Okay. Yes, the color. But that’s not the whole answer.
LaChapelle actually builds photographs the way a film director creates a set. Nothing in the frame is accidental.
The costuming, the props, the cast, the light. He meticulously constructs everything even before the shutter opens.
He’s not finding reality and photographing it. He’s making something that doesn’t exist and then making you believe it does.
The technical control behind the spectacle is one thing that really separates his work from photographers who are merely being loud.
The color is never loud just for loudness’s sake. It’s precise. Shadows fall exactly where they’re supposed to. Skin does specific things. The apparent chaos is actually very held.
And then there’s the content. He spent a long time shooting celebrity portraits and fashion editorial for major publications, and somewhere in that process he developed what you might generously call a complicated relationship with those worlds.
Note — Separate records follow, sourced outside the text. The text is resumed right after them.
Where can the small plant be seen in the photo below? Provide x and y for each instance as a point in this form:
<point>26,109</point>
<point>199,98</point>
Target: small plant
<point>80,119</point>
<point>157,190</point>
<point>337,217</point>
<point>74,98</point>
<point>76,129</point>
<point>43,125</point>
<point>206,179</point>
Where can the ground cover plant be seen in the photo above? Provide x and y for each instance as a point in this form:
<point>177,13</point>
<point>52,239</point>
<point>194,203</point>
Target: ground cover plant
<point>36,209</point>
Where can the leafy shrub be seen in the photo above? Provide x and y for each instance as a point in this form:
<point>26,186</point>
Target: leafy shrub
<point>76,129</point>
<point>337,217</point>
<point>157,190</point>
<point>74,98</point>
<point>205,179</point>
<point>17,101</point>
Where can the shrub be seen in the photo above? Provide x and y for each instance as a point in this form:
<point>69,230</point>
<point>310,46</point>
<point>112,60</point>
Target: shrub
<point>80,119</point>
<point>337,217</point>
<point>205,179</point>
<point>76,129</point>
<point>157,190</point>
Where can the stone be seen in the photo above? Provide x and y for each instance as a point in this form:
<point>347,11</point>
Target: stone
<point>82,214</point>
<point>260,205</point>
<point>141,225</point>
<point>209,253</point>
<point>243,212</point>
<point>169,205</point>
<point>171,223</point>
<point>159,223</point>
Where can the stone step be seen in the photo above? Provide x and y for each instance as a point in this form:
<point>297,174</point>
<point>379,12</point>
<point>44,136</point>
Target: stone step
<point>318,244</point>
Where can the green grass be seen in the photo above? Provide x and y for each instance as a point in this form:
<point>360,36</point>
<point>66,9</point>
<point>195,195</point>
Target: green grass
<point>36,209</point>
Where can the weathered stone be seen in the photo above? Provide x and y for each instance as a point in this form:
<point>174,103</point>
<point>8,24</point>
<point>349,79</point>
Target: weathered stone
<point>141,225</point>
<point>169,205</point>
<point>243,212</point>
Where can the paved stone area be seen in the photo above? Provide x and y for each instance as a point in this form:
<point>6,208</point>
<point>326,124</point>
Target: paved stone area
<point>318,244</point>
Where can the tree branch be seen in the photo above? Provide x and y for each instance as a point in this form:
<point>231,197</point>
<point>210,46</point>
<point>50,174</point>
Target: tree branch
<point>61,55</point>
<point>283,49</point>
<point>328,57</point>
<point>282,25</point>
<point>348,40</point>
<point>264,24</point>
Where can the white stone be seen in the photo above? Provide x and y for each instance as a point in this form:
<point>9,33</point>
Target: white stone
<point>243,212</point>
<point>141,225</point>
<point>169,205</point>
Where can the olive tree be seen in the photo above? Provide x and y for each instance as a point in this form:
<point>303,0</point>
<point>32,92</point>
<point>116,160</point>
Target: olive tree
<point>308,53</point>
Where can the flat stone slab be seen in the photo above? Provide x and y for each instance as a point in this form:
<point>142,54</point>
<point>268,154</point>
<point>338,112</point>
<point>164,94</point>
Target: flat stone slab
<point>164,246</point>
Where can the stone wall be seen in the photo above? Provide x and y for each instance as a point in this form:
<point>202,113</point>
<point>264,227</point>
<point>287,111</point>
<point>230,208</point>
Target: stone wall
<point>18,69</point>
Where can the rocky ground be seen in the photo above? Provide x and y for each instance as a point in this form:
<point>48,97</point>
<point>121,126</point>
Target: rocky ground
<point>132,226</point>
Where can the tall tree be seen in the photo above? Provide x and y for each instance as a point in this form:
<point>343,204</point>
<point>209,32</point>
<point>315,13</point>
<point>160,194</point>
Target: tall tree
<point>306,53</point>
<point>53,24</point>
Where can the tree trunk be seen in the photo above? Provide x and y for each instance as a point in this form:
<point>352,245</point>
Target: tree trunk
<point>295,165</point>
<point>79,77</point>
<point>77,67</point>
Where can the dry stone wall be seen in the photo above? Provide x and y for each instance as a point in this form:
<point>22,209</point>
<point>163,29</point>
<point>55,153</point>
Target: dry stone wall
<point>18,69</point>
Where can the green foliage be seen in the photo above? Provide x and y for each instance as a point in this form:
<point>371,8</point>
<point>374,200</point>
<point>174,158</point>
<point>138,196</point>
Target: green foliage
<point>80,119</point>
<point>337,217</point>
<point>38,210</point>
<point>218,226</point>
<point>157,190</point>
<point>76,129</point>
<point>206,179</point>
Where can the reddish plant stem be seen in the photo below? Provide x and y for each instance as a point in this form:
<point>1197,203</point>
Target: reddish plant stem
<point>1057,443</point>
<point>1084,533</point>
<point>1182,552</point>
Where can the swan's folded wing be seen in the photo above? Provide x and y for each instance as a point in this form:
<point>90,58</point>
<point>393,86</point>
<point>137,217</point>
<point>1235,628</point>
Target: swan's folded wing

A lot of his fine art work is quietly–and sometimes not so quietly–picking a fight with the culture he helped document. The religious imagery that appears throughout his work isn’t decorative. It’s asking something.
Whether we’ve just traded one set of icons for another. Whether fame is its own kind of faith. He doesn’t answer it cleanly, which is probably why it keeps coming up.
That tension–between glamour and critique, between spectacle and discomfort–is what makes David LaChapelle photography style so hard to file neatly.
And honestly, that’s part of what makes it interesting to live with.